The Arc of Scythe series is good, though it requires me to do quite a bit if disbelief suspending in its very premise. Society has become “post-mortal” due to nannites in the blood that repair the body, and rejuvination processes that can rebuild a body if the brain has not been destroyed. People are generally “deadish” instead of “dead”. So that’s fine.

There is also an ubercomputer that manages everything for everyone. It has the sum of human knowledge at it’s disposal, and runs simulations on actions and outcomes to determine the best possible path. That’s fine, a common sci-fi trope. It’s a benevolent entity that is firmly grounded in Asimov’s laws-like principles.

But– now we have an overpopulation problem.
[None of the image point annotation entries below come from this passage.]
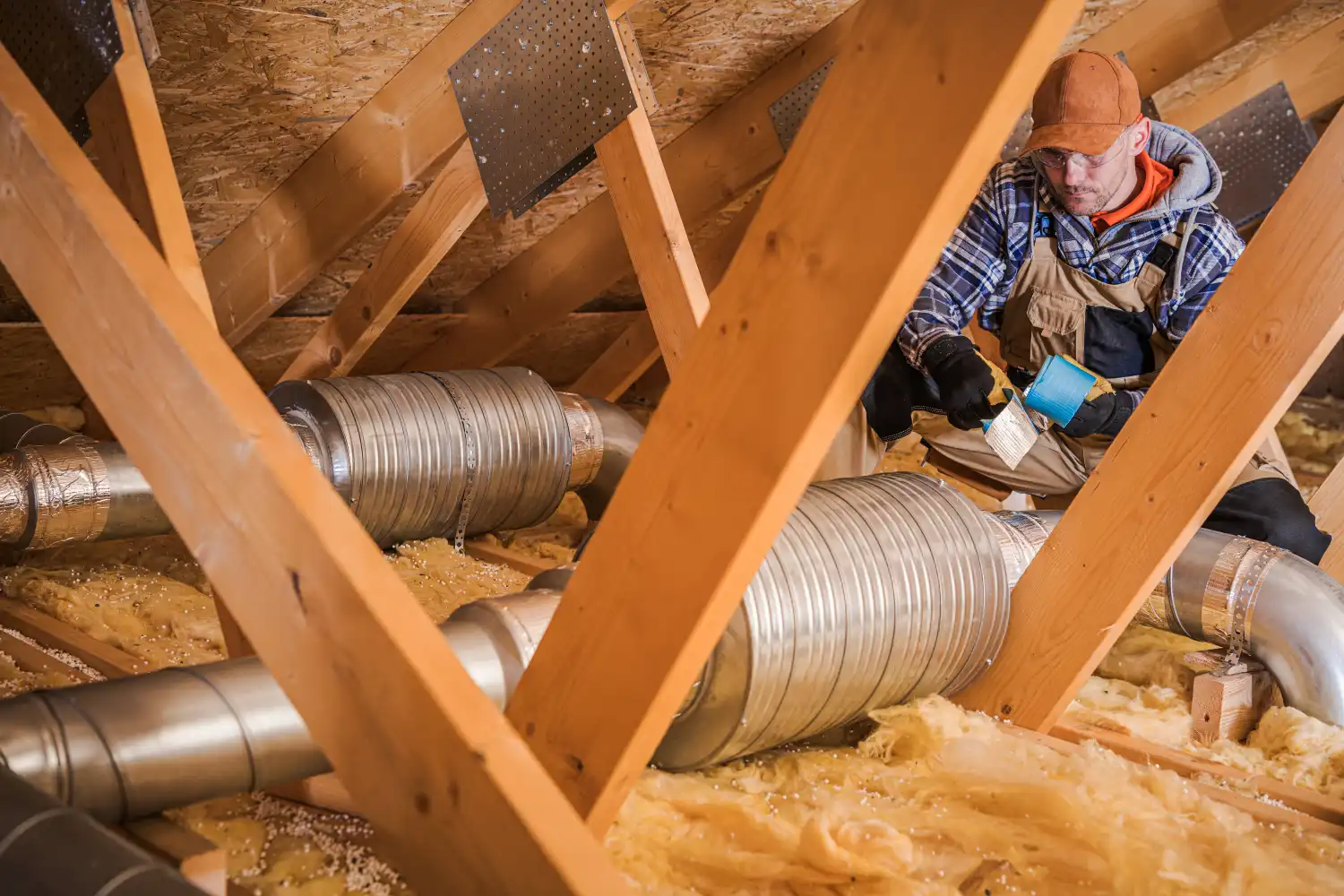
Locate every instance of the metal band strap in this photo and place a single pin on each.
(1231, 590)
(470, 461)
(585, 438)
(70, 484)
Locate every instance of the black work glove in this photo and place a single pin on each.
(1102, 416)
(965, 382)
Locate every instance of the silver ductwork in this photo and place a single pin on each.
(876, 590)
(414, 454)
(1245, 595)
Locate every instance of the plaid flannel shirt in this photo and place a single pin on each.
(978, 268)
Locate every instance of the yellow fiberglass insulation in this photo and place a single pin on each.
(938, 801)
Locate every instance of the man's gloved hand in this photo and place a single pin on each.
(1101, 416)
(969, 387)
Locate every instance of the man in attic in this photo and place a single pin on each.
(1099, 242)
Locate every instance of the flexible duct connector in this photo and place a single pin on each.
(876, 590)
(48, 848)
(414, 454)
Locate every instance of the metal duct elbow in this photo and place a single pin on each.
(1239, 594)
(48, 848)
(605, 437)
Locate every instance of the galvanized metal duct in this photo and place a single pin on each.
(878, 590)
(1244, 595)
(416, 454)
(48, 848)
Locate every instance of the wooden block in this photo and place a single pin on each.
(500, 555)
(43, 629)
(196, 858)
(1228, 705)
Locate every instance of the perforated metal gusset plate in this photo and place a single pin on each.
(537, 93)
(1018, 139)
(1258, 147)
(66, 47)
(789, 110)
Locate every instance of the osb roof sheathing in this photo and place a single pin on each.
(249, 88)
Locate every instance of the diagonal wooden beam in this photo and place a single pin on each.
(1312, 70)
(652, 226)
(134, 160)
(1167, 39)
(911, 116)
(419, 244)
(637, 349)
(421, 747)
(1271, 323)
(136, 163)
(398, 139)
(710, 166)
(581, 258)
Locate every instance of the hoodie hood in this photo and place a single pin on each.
(1198, 179)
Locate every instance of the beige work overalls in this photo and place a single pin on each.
(1046, 314)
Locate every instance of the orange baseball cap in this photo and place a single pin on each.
(1083, 102)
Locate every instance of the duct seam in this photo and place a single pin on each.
(70, 485)
(586, 435)
(1231, 591)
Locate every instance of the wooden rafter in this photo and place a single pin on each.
(134, 160)
(424, 751)
(636, 349)
(710, 166)
(1273, 320)
(1312, 70)
(1167, 39)
(1163, 38)
(655, 236)
(400, 137)
(419, 244)
(768, 381)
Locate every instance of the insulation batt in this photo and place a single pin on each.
(935, 801)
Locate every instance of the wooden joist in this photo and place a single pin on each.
(715, 161)
(653, 231)
(1312, 70)
(398, 139)
(134, 160)
(419, 244)
(1167, 39)
(422, 748)
(911, 116)
(636, 349)
(1269, 325)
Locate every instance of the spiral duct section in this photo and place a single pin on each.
(878, 590)
(414, 454)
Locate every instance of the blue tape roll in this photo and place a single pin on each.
(1059, 389)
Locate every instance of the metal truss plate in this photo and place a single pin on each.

To solve that overpopulation problem, they decide that some humans will become “Scythes”, an organization outside of the uber-computer’s control that are tasked with killing a certain percentage of the population.

Why not branch out to other planets? Settle the moon or Mars? Well, they tried that, and everyone died in explosions.

Why not keep trying, if the alternative is people getting randomly killed on Earth? I DON’T KNOW.

Well, there’s a bit of a reason, and it relates to the ending of The Good Place. [SPOILERS AHEAD]

It boils down to infinity being just too much. In order to live with purpose, time has to matter. If you have all the time in the world, a lack of motivation settles in and everything goes to crap. If you don’t know how much time you have… well, best get to livin’!

If you accept that premise that death gives life purpose, then this is a pretty satisfying series all around.

Myself, I’d prefer to give infinity a whirl.